George is survived by wife, Marion Reeves, Avondale Estates; siblings, Blanche Woodiel, MO, Robert Reeves (Barbara), CA, Carol Adams (Paul), MS; children, Elizabeth Randolph, Lula, GA, Judi Stuart, Burlington, NC, G. Martin Reeves (Michelle), Decatur, GA, Catherine Aiken (Chris Place), Avondale Estates, GA; 6 grandchildren, 1 great-grandson as well as a large extended family.

Memorial to be held 10:00 AM, June 25, 2022 at North Decatur Presbyterian Church. In lieu of flowers, donations can be made to Habitat for Humanity, the Pastor’s Fund at North Decatur Presbyterian Church, or Clifton Sanctuary Ministries.

David Sidney McCarty ’61

Rev. David Sidney McCarty Jr., 83, was united with the Church Triumphant on Saturday, March 5th, 2022.  He passed away at his home in Rocky Mount, Virginia in the care of his son Wesley.

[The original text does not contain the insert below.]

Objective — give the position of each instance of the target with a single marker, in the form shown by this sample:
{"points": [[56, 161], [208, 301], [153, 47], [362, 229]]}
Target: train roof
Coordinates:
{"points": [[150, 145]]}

David was preceded in death by his mother, Alice Hardwicke McCarty, father, Rev. David Sidney McCarty and sister, Alice Hardwicke McCarty Haggerty.  He is survived by his cherished wife of over 50 years, Judy Neal Terrell McCarty; sons Paul Sidney (Amy) and Wesley David; grandchildren Charlotte Alice, Myra Pearl, Darby Lewis and John Elliott; and first cousin Katherine Keys Allison (Roy).

David was a graduate of Davidson College and Columbia Theological Seminary.  He was pastor of several rural churches in North Carolina and Virginia.  He later became a teacher of many subjects at Christian Heritage Academy in Rocky Mount.  Upon retirement from teaching, he continued to serve as bookkeeper and worked in adult education.

David was renowned for short sermons and long discussions about the wonders of God’s creation.  He continually studied the scriptures and taught Sunday school.  He enjoyed music, reading, astronomy, photography, history and computers.  He gave equal, thoughtful attention to his children and grandchildren.

The family wishes to thank David and Judy’s neighbors, strong pillars on their right (the Perdues), left (the Campbells) and across the street (the Coopers) for their strength, attentiveness and support during this difficult season.

The family will joyfully receive friends from 6:00 p.m. to 8:00 p.m. on Friday, March 18th at Furnace Creek Baptist Church, 975 Scuffling Hill Road in Rocky Mount.  A memorial service will be held at 11:00 a.m. on Saturday, March 19th at the church where the Good News will be heard by all. Soli Deo gloria!

For those wishing to honor David’s life with a charitable gift, the family gratefully suggests Christian Heritage Academy (chaknights.org), your local volunteer fire department/rescue squad or a charity of your choosing. Arrangements by Flora Funeral Service and Cremation Center, Rocky Mount.